Блеск белоснежной радужки, пшеничные волосы, мед и молоко, улыбка смущенного школьника – на какое-то время я попалась, примерзла, будто языком к дверной ручке.
Потом я увидела эту книгу и поняла, что ее надо уничтожить. От моей влюбленности не осталось и следа, оскорбленное доверие убило ее – так молния убивает пастуха в чистом поле. Мне было непросто улыбаться, лепить контур прежней легкости, прежней ласки, но ты ведь знаешь, я – хорошая притворщица. Зимой я придумала поездку в Коимбру, просто написала им, что привезу детям сладости.
Я уже знала, что сделаю: проведу с ним ночь в хорошей гостинице, а утром поставлю условие. Книга должна быть стерта, истреблена, обезврежена, иначе я заявлю, что Крамер преследовал меня, ворвался в мой номер и принудил меня силой. Может, придется поцарапать себе лицо или подкупить горничную, а может, и так обойдется.
От его репутации останутся одни лоскуты, книгу не опубликуют, и работу он в этой стране уже не найдет. А на свою репутацию мне наплевать, я здесь все равно не останусь.
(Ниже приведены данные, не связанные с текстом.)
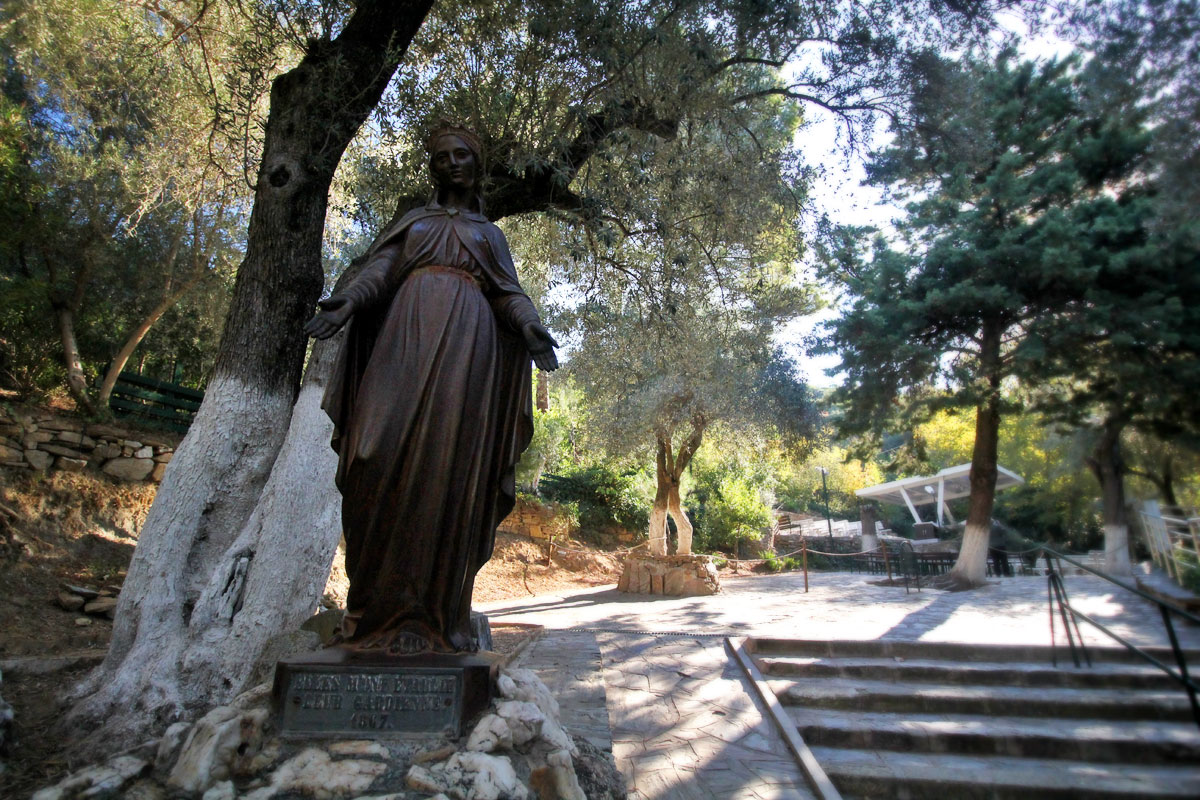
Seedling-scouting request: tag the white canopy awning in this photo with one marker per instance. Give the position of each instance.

В тот вечер я вернулась домой, припарковалась у ворот и долго сидела, не выключая мотора. Зима выдалась суровой, вдоль садовой стены похрустывали ледышки, а глицинии почернели от холода. Телефон показал один процент зарядки и тихо угас. Ключи от ворот остались у Кристиана, служанка уехала, а индеец обычно проводит вечер в городе, так что я удивилась, увидев его выходящим из служебной калитки. К тому времени я почти осушила фляжку и не стала его окликать.
Спускаясь по обледенелой лестнице, я сломала каблук. Это произошло на середине пути, некоторое время я сидела на ступеньке и била сапогом по чугунным перилам, пока не отвалился второй, а потом спустилась вниз. Сапоги сразу промокли, в левую пятку впился гвоздь, но я смотрела на огни Рибейры и шла, время от времени вынимая из сумки телефон, как будто он мог зарядиться от моей ярости.